Gua dalam dan gelap, bagi saya. Semakin turun, semakin minim cahaya yang bisa saya pandang. Turun dan turun lagi, hanya cahaya headlamp yang menerangi saya. Kegelapan gua. Katanya, kegelapan abadi.
Saya turun dengan, alhamdulillah, selamat sampai bawah. Ketika memijakkan kaki di dasar, saya langsung menatap ke atas, melihat seberapa jauh saya telah turun. Turun dengan kedalaman lebih dari tiga puluh meter dan menitipkan nyawa pada alat, rasanya menegangkan. Saya sempat berpikir macam-macam saat di tengah. Tapi baguslah, ketika pikiran negatif muncul, saya bisa langsung menyingkirkannya. Saya berhasil turun dan menemui saudara-saudara saya yang sudah sampai bawah lebih awal.
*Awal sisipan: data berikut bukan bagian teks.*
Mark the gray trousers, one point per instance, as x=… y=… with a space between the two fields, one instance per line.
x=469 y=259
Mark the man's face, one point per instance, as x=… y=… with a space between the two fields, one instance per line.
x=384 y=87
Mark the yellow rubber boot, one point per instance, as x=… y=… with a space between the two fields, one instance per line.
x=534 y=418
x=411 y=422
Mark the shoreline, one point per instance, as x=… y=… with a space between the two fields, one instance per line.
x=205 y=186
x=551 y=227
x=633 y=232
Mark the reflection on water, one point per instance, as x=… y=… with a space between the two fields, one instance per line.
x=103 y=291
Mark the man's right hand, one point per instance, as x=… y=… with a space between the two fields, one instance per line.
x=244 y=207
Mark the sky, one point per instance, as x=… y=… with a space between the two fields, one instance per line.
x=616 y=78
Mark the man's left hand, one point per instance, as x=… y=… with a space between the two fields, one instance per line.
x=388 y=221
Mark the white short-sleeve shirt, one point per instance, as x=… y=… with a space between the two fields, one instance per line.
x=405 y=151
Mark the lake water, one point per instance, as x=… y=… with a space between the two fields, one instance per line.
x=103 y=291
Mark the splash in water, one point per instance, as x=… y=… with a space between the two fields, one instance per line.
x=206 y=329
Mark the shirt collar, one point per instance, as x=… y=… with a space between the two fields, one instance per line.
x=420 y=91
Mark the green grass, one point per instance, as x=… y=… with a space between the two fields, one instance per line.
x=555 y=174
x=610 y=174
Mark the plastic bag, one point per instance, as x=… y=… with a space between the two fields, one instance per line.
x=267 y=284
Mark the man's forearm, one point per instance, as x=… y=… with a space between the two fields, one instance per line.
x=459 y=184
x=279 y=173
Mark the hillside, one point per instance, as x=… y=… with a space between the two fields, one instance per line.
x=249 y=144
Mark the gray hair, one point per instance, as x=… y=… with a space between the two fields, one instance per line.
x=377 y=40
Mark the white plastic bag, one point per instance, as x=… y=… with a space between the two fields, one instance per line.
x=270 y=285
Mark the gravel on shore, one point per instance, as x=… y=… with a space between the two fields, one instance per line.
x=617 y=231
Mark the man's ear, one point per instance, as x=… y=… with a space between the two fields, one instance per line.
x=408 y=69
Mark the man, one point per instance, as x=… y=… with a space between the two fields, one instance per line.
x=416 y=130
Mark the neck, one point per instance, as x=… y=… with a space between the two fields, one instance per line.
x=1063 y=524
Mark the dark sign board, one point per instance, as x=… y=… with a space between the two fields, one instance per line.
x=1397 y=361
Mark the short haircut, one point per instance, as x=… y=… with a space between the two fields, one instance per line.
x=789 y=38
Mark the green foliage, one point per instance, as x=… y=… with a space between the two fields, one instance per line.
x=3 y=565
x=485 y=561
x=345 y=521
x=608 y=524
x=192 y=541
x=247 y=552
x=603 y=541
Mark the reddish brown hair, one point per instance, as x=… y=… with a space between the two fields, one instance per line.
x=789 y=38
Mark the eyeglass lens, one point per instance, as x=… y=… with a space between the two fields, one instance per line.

Sampai di bawah, saya melihat sekeliling. Saya mematikan headlamp saya beberapa detik dan melihat betapa gelapnya di bawah, padahal saat itu headlamp saudara-saudara saya masih hidup.
Kegelapan gua yang pertama kali saya rasakan. Gua pertama yang saya masuki, Batu Badak. Jadi seperti ini rasanya caving. Saya jadi ingat ketika medan operasional Pendidikan dan latihan Dasar (Diklatdas) Januari lalu. Saat itu, ada pelatih yang bertanya tentang operasional apa yang paling saya coba, entah karena apa saat itu saya menjawab caving. Saya tidak tahu alasan pastinya saya menjawab itu, jawaban itu muncul begitu saja. Sekarang, saya benar-benar telah mencobanya.
Salah satu pembimbing sempat menyuruh keseluruhan dari kami untuk mematikan headlamps saat di dalam gua. Kami melakukannya dan seketika saya merasakan sebuah kegelapan yang belum pernah saya rasakan.
“Ini yang namanya kegelapan abadi,” kata pembimbing yang tadi menyuruh kami mematikan headlamp.
Kegelapan abadi. Ya, memang pantas untuk disebut demikian. Tak ada sedikit pun cahaya dari mulut gua. Dari dalam gua, jelas tidak ada cahaya.
Hari kedua penelusuran gua. Kali ini, tim saya mendapat jatah gua horizontal, Gua Cukang Lemah. Kali ini tidak bermain SRT, tapi bermain pemetaan. Ketika menuju Gua Cukang Lemah, saya teringat materi pemetaan gua yang telah dilaksanakan saat simulasi. Masih melekat di pikiran saya ketika pengolahan data ada rumus-rumus rumit. Ada sin, cos, dan sigma. Materi sin–cos–tan saat SMA bukanlah materi yang mendukung naiknya nilai saya. Baik di matematika maupun fisika, hal yang berhubungan dengan sin–cos–tan bukan keahlian saya. Sekarang, di Palawa, saya bertemu lagi dengan hal-hal itu. Mau bagaimana lagi, ya sudah, mari jalani dulu pengambilan data pemetaan, urusan pengolahan data pikirkan lain hari.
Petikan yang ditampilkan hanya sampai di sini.